On Thu, Oct 20, 2011 at 6:56 PM, Theo10011 <de10011(a)gmail.com> wrote:
On Thu, Oct 20, 2011 at 10:50 PM, Andreas K.
<jayen466(a)gmail.com> wrote:
I never assumed that, and it is not consistent with basic Wikipedia
policies
that have existed for almost as long as Wikipedia has existed. Wikipedia
is
based on professionally published sources. They
are privileged as the
most
(or for practical purposes almost only) reliable
sources on which to base
Wikipedia content.
Wikipedia is set up to reflect and summarise these sources, not to
provide
an alternative worldview.

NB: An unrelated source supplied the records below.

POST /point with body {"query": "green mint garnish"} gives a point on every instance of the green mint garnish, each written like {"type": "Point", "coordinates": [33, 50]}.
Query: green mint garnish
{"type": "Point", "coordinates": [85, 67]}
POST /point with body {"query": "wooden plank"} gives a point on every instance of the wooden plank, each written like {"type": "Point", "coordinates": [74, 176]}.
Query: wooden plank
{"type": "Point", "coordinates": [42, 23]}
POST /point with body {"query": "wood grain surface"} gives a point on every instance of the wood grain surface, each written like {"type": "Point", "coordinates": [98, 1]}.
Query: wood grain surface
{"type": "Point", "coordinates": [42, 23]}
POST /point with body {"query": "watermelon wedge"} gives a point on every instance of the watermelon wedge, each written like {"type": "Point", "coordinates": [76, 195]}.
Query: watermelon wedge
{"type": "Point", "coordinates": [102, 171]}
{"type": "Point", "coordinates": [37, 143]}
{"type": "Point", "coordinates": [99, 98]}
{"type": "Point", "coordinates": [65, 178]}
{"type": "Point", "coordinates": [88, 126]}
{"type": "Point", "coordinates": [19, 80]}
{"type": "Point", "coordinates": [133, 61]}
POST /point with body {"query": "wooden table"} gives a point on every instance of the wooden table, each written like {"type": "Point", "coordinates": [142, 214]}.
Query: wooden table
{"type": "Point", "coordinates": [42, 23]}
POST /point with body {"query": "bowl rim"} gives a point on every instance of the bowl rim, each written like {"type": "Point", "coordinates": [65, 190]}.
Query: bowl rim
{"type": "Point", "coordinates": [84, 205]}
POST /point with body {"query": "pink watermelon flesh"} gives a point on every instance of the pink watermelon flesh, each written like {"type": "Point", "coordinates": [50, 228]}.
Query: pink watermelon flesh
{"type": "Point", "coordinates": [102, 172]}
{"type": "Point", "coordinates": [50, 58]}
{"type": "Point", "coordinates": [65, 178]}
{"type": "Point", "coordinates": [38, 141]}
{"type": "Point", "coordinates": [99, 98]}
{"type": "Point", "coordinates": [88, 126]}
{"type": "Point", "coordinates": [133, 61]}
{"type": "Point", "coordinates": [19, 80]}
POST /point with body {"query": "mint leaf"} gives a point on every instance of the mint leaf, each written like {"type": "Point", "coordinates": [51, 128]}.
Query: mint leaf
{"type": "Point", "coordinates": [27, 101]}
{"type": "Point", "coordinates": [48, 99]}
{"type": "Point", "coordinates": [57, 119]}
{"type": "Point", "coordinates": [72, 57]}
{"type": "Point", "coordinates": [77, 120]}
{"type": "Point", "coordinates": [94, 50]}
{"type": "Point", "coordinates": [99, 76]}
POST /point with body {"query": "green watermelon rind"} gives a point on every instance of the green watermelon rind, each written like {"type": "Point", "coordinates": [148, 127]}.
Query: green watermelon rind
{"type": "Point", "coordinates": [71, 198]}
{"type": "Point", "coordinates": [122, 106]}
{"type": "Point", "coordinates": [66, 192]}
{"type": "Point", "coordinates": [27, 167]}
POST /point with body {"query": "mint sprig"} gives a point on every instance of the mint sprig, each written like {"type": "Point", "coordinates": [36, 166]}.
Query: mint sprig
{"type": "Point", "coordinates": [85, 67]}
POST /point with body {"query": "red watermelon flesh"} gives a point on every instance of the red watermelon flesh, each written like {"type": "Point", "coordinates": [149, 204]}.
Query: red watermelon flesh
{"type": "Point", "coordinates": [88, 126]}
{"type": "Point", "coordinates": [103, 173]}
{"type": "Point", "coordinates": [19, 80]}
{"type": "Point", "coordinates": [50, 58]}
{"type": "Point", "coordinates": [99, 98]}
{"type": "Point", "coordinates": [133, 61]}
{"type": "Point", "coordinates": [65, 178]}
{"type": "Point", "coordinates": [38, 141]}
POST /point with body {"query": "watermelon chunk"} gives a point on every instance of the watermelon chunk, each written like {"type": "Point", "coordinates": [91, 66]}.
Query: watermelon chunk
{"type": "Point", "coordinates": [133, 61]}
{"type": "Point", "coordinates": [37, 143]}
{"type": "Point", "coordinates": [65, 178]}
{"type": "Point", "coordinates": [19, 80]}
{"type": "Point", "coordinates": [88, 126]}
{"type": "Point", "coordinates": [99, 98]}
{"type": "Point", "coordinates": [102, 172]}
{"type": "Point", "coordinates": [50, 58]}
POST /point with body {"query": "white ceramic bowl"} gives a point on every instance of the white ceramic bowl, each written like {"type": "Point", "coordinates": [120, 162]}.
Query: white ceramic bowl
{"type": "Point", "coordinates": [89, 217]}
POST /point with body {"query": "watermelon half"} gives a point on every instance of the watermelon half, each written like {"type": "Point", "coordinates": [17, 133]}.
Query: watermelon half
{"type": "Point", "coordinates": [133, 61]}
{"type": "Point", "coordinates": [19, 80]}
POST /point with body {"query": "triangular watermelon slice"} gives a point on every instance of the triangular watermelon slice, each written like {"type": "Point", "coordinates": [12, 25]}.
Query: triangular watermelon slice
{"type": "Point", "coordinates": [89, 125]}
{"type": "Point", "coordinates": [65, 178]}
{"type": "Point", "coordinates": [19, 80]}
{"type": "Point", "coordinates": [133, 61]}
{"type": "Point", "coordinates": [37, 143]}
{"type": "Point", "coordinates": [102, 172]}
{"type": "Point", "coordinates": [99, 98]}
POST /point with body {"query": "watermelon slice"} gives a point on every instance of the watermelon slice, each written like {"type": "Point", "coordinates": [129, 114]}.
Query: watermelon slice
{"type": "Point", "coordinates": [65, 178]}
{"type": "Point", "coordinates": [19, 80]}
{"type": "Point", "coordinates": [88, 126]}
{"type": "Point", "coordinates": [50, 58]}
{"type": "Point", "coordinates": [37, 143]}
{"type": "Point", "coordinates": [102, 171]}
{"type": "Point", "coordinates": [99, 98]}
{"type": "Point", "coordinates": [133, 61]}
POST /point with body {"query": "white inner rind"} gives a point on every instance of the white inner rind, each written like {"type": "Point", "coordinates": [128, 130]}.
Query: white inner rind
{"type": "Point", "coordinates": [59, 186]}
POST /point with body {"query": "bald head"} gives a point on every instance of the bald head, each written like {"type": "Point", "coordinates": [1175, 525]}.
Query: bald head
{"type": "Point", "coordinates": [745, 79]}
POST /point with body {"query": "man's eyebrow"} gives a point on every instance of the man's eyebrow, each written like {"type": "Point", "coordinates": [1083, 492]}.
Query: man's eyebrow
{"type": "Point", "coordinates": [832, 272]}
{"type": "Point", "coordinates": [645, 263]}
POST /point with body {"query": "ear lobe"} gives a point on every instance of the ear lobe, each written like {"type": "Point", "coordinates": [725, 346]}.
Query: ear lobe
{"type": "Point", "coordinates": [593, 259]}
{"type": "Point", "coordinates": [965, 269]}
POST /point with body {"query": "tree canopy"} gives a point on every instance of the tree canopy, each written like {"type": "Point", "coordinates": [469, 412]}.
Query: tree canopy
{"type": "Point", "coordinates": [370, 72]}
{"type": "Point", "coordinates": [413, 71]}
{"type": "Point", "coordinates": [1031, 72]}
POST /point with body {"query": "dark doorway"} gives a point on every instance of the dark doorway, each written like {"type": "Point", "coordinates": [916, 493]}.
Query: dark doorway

We do not allow
unsourced statements, or
self-published sources (except in well-circumscribed exceptional cases).
I never said Wikipedia provides an alternative worldview. Let me quote
myself "amateur alternative to the professionals", as in an encyclopedia
written by amateurs, non-academicians, the general public, or just about
anyone, as opposed to a straight-forward publication written by
professionals, as in only scholars, intellectuals, academician.
What you did say was,
"What professional standards? I always assumed, Wikipedia was the amateur
alternative to the professionals, the same white, grey, male academicians
that skew the professional standards."
That sounded like you were hostile to the standards according to which our
sources are written, and considered them skewed. If I misunderstood you, you
have my apologies. (Incidentally, many of those sources are written by
women.)
Please stop re-stating general Wikipedia policies and
ideologies. Most of
us
here are editors, and well aware of how the content came to be. Your
constant use of 'We' includes most of us, repeating 'We' as if you are
explaining things to an outsider seems slightly condescending, just in case
it is intentional.
English is a poor language in a way, as it is unable to distinguish between
inclusive we (= all of us) and exclusive we (= we over here as opposed to
you over there). When I said "we do not allow unsourced statements", I was
quite confident that that included all of us here – all of us here "swear
allegiance" to the editorial judgment of reliable sources when it comes to
text.
However, that allegiance to sources' editorial judgment is less unanimous
when it comes to illustrations, for no good reason that I can discern. I
find that an interesting anomaly worth noting, analysing and questioning.